Moon the star of first Astronomy Night

Sep 25, 2015

The nearly-full moon hung high and luminous in the sky, as a group of Wareham High School students gathered beneath its light to gaze at the heavens Thursday night.

The students belong to the new Astronomy Club at the High School, led by science teacher Alfonso Navarro. Navarro began the club this year, after several interested students approached him about being unable to take his astronomy class, due to scheduling conflicts.

Thursday night’s gathering in the High School parking lot was the first of monthly Astronomy Nights with the club. Navarro said he thought the students had a good time, and were pleased they wanted to learn how to use the telescopes he brought with him.

“It was good to see them working with the telescopes, and they were using the sky maps I was sharing with them,” Navarro said.

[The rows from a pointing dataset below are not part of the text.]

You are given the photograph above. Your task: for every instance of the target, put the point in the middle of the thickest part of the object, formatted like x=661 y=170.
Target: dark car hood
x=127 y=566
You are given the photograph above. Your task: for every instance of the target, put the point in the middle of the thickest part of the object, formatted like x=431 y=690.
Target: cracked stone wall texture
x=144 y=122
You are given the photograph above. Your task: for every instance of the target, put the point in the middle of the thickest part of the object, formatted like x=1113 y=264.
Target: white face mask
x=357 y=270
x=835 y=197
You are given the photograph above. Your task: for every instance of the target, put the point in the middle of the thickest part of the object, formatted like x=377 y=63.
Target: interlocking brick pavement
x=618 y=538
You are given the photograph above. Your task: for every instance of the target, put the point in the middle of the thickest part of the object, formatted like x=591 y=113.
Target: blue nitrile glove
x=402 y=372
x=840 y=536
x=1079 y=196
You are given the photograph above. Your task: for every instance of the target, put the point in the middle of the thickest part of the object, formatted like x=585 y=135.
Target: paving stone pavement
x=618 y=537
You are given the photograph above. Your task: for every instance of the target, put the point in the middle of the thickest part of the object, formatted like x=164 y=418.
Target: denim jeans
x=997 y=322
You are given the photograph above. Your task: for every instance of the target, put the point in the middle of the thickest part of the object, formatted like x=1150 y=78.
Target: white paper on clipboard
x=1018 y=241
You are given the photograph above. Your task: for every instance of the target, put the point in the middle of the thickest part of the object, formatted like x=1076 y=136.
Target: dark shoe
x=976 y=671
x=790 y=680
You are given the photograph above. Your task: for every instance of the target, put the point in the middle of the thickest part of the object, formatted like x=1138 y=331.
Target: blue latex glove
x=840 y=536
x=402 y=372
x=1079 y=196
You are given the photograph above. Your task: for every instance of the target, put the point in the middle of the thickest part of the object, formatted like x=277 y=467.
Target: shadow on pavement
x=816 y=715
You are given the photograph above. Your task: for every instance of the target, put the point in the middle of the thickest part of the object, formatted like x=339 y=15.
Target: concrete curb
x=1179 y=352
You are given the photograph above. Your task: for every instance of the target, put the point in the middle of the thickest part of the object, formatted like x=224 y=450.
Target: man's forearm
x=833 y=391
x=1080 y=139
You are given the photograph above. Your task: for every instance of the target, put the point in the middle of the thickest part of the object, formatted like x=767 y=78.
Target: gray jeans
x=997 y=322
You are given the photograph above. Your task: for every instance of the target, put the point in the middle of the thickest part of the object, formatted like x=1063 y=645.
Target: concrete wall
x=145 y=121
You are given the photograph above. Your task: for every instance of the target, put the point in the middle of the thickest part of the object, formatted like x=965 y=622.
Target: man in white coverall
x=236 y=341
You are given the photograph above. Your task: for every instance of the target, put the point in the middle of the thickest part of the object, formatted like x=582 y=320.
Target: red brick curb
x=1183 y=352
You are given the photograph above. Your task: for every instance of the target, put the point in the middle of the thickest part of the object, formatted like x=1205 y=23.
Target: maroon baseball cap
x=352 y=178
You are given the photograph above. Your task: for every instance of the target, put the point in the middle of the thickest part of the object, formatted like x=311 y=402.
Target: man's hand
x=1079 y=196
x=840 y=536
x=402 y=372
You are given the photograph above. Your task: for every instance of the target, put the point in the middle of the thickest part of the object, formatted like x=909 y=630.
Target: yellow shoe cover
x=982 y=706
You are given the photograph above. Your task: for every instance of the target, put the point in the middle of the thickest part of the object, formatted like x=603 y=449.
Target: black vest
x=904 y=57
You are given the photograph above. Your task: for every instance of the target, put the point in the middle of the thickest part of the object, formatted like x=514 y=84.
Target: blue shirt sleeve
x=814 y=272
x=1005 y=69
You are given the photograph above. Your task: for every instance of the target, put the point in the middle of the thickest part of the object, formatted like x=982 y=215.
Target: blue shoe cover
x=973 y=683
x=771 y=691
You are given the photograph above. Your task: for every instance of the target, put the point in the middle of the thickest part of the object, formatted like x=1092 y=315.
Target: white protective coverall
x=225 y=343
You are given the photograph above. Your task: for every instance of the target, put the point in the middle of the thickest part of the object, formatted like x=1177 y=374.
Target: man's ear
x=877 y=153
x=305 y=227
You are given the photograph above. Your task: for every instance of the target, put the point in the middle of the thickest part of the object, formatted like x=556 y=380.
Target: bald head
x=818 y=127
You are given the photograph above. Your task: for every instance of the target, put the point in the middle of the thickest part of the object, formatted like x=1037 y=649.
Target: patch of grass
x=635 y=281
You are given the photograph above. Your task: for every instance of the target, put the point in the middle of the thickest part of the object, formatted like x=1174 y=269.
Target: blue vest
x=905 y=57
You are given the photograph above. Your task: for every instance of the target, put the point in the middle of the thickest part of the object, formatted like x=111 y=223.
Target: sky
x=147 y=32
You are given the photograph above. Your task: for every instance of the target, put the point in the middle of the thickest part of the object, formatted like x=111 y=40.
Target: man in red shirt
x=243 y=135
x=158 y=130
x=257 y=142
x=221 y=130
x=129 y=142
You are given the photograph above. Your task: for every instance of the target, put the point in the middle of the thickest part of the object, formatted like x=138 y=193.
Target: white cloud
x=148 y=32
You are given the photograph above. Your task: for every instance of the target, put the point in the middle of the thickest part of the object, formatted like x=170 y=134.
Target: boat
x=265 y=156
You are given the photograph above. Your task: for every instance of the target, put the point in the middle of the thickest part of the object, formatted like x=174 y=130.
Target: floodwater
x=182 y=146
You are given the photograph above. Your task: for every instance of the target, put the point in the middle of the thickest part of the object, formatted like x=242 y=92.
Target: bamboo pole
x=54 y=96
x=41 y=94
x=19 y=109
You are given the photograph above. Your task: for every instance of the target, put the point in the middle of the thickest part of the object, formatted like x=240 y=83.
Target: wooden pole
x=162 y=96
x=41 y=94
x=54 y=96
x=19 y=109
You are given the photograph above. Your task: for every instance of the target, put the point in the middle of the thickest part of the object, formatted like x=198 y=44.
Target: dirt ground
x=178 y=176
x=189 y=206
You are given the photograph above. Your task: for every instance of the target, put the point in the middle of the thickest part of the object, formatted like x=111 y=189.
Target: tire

In addition to the moon, students also used a very large, high-powered telescope to view a tiny, diamond-bright Saturn, and the fuzzy Ring nebula. A few students, like senior Samantha King, even used their cell phones to take pictures of the moon through the telescope.

Navarro said he hoped the students would learn about even more celestial bodies in the coming months, as well as learn how to find them by themselves in the night sky. In addition to the two larger telescopes Navarro owns, the students will be able to use six smaller telescopes obtained through a Cape Cod Five Savings Bank grant.

“I am going to pick a slightly better spot with less light, so it will be easier to find [things],” Navarro said. “There should still be a couple bright globular clusters they can see, the Andromeda galaxy, the Ring nebula. Saturn may still be up next month.”

Navarro also said the students may learn celestial navigation, or navigating one’s way using the stars, and even help put together a small presentation or children’s book for students in the elementary and middle schools.

“Maybe we could have high school astronomy night, and middle school and elementary school astronomy night, and have the students leading the parents as guides,” Navarro said. “[The high schoolers] seem very enthusiastic about it.”